Nos seus limites ou nos seus centros, na metrópole, a segregação urbana é estrutural e estruturante das relações sociais assimétricas.

Nossa contribuição pretende reunir parte de nosso debate num texto síntese, diante do projeto apresentado.
Palavras-chave: espaço periférico, formas de alienação, urbanização crítica, cotidianidade

A SOBREVIVÊNCIA DO ESPAÇO PERIFÉRICO: AS CIRCUNSTÂNCIAS E AS FORMAS DE ALIENAÇÃO

Transdução: segundo movimento do tema1
Marcio Rufino Silva
Torna-se quase um lugar-comum a afirmação de que 2016 foi um péssimo ano. Afora ter-se iniciado, pelo menos no contexto político e social brasileiro, com anúncios mal-ajambrados de uma pretensa reforma da previdência (já em fevereiro, ainda na gestão Dilma Rousseff) e de uma proposta de congelamento de contratações, evoluções funcionais e mesmo reajustes salariais nos setores públicos estaduais, com o Projeto de Lei Complementar 257, em março. Junte-se a isso a evolução das investigações, prisões e delações premiadas da Operação Lava Jato, levada adiante pela Polícia Federal brasileira, que atingiram altas figuras parlamentares e também do empresariado nacional. Uma complexa trama, eivada de paixões (contra e a favor) e um indisfarçável (e mesmo criminoso) protagonismo político de determinados setores do judiciário (sobretudo, o Ministério Público Federal e o Supremo Tribunal Federal), certos agrupamentos políticos (como o Partido da Social Democracia Brasileira, frontal oposição aos governos capitaneados pelo Partido dos Trabalhadores) e, como não poderia deixar de ser, da velha mídia, representada principalmente pela Rede Globo de Televisão, seus satélites empresariais e sua diversificação monopolista de mídias (televisão, internet, jornais e revistas etc.) país afora. Completando o quadro, a instabilidade política culmina com a deposição da presidenta Dilma Rousseff, por intermédio de um impeachment sem caracterização clara de crime de responsabilidade. Essa deposição, ocorrida em etapas, teve o seu start na vergonhosa votação dominical de 17 de abril, na Câmara dos Deputados e o seu gran finale no dia 31 de agosto de 2016, data do referendo definitivo do afastamento da presidenta no Senado Federal. Todos esses movimentos foram largamente narrados e descritos em volumosas e prestimosas análises, sobretudo no meio acadêmico e político crítico-progressista e em uma determinada fração da mídia alternativa às grandes e surradas empresas de comunicação tradicionais de coloração mais ou menos nacional.

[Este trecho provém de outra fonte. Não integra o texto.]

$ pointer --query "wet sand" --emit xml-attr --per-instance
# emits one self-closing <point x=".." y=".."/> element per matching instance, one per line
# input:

Um quadro confuso e extremamente doloroso, porque esteve acompanhado de uma visível deterioração do quadro econômico nacional, com forte aumento do índice de desemprego e mesmo com a penúria fiscal de unidades da federação que simplesmente abdicaram de pagar os salários de seus servidores. Este é o caso, por exemplo, do Estado do Rio de Janeiro, que até o dia 3 de janeiro de 2017 não havia pago um centavo sequer dos vencimentos referentes a novembro de 2016 à maior parte de seu quadro efetivo. E a figura mais visível desse desamparo tem sido a “campanha de solidariedade” de arrecadação e distribuição de cestas básicas às parcelas efetivamente semi-escravizadas do funcionalismo fluminense, que paulatinamente passam à condição de uma vida necessitada de caridade e filantropia para a sua subsistência. O bizarro se desdobra e a linguagem linear de um texto escrito com fins acadêmicos não acompanha e não retrata completamente a dor e o desespero envolvidos nessa trágica situação.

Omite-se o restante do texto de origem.